Non ce ne voglia Philippe Mayaux, stimato artista francese classe '61, ma il suo polittico Les Quatre Z'éléments: Air, Eau, Feu, Pierre, realizzato fra il '97 e il '98, non farà mai «rumore» come la Pietà Rondanini di Michelangelo. Eppure, è stato... «carcerato».

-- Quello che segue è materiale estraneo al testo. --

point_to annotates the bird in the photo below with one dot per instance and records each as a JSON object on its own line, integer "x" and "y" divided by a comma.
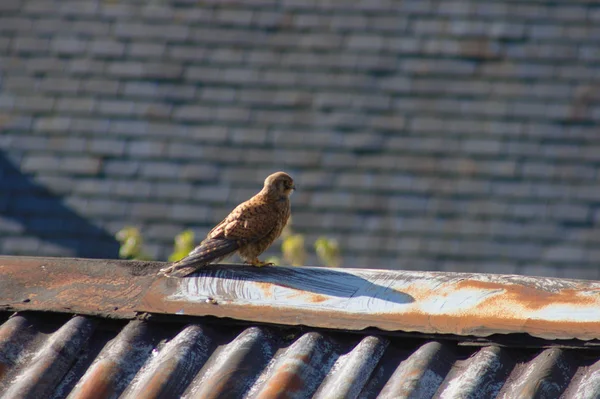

Mentre qui in Italia la detenzione annunciata del capolavoro del Buonarroti a San Vittore fa, giustamente, discutere indignando i più con Vittorio Sgarbi in testa, la breve, brevissima trasferta (appena 24 ore) dei quattro faccioni (belli, per carità, di sicuro impatto emotivo etc etc) nella galera di Osny, piccolo comune nella regione dell'Île-de-France, soddisfa tutti. Soddisfa il diretto interessato che così dà una lustratina mediatica al proprio impegno nel sociale, accompagnando la creazione e illustrandola di persona a un pubblico inedito. Soddisfa poi i detenuti che in tal modo approfittano, proprio in queste ore, di un piacevole diversivo. E soddisfa forse più di chiunque altro monsieur Alain Seban, presidente del Centre Pompidou, dal quale l'opera è in libera, liberissima ma sorvegliatissima uscita. «Che io sappia - ha dichiarato Seban alla France Press - è la prima volta che un museo presenta un'opera originale della propria collezione in una prigione». Bene, bravi, bis!
Il bis sicuramente arriverà, magari da parte di qualche altro museo francese. Del resto due anni fa il Louvre aveva mandato a farsi un giretto fuori dalle sue sicurissime mura, più sicure di quelle di un carcere, per la precisione proprio al carcere di Poissy, le riproduzioni di alcuni suoi pezzi. Anche in quel caso, tutti contenti e tutti ben al riparo dall'eventuale gesto criminale che è sempre in agguato, fuori come dentro i luoghi di detenzione.
Morale della notizia, ai «quattro elementi» del buon Mayaux i responsabili dei beni culturali d'Oltralpe hanno aggiunto un quinto elemento: il buonsenso. Speriamo facciano scuola.